In June 2019, we announced a new capital expenditure program to increase
production capacity at our Trex Residential facilities in Virginia and Nevada.
The new multi-year capital expenditure program is projected at approximately
$200 million through 2021, and involves the construction of a new decking
facility at the existing Virginia site and the installation of additional
production lines at the Nevada site. The investment will allow us to increase
production output for future projected growth related to our strategy of
converting wood demand to Trex Residential wood-alternative composite decking.
When completed these investments will increase our Trex Residential production
capacity by approximately 70 percent. Our capital expenditure guidance for 2020
is $150 million to $170 million. In addition to the above, our capital
allocation priorities include expenditures for internal growth opportunities,
manufacturing cost reductions, upgrading equipment, and acquisitions which fit
our long-term growth strategy as we continue to evaluate opportunities that
would be a good strategic fit for Trex, and return of capital to shareholders.

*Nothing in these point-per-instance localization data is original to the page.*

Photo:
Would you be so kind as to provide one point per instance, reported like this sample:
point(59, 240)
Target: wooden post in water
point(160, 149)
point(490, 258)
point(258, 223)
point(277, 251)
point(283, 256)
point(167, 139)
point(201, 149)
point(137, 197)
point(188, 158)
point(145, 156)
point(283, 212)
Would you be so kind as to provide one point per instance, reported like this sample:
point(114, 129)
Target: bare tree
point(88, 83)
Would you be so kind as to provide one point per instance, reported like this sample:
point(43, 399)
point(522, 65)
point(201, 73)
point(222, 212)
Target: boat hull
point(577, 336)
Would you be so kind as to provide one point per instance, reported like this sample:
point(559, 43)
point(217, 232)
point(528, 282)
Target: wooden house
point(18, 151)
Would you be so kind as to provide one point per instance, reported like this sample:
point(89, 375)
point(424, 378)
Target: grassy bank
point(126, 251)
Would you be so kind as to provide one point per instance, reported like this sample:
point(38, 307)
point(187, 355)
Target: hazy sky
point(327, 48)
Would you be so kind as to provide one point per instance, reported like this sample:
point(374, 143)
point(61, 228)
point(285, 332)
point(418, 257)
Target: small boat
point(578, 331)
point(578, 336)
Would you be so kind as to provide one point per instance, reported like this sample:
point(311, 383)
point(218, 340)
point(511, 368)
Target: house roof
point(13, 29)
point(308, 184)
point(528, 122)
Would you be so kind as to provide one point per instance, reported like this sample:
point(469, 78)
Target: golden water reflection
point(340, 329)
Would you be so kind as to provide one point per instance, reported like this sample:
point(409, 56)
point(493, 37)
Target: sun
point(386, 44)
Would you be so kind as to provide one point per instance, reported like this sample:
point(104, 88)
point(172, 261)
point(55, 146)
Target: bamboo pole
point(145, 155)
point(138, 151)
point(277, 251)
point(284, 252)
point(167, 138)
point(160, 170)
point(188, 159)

Inventory in Distribution Channels. We sell our Trex Residential decking and
railing products through a tiered distribution system. We have over 50
distributors worldwide and two national retail merchandisers to which we sell
our products. The distributors in turn sell the products to dealers and retail
locations who in turn sell the products to end users. Significant increases in
inventory levels in the distribution channel without a corresponding change in
end-use
demand could have an adverse effect on future sales. We cannot definitively
determine the level of inventory in the distribution channels at any time. We
are not aware of any significant increases in the levels of inventory in the
distribution channels at June 30, 2020 compared to inventory levels at June 30,
2019.
Seasonality
. The operating results for Trex Residential have historically varied from
quarter to quarter. Seasonal, erratic or prolonged adverse weather conditions in
certain geographic regions reduce the level of home improvement and construction
activity and can shift demand for its products to a later period. As part of its
normal business practice and consistent with industry practice, Trex Residential
has historically offered incentive programs to its distributors and dealers to
build inventory levels before the start of the prime deck-building season in
order to ensure adequate availability of its product to meet anticipated
seasonal consumer demand. The seasonal effects are often offset by the positive
effect of the incentive programs. The operating results for Trex Commercial have
not historically varied from quarter to quarter as a result of seasonality.
However, they are driven by the timing of individual projects, which may vary
significantly each quarterly period.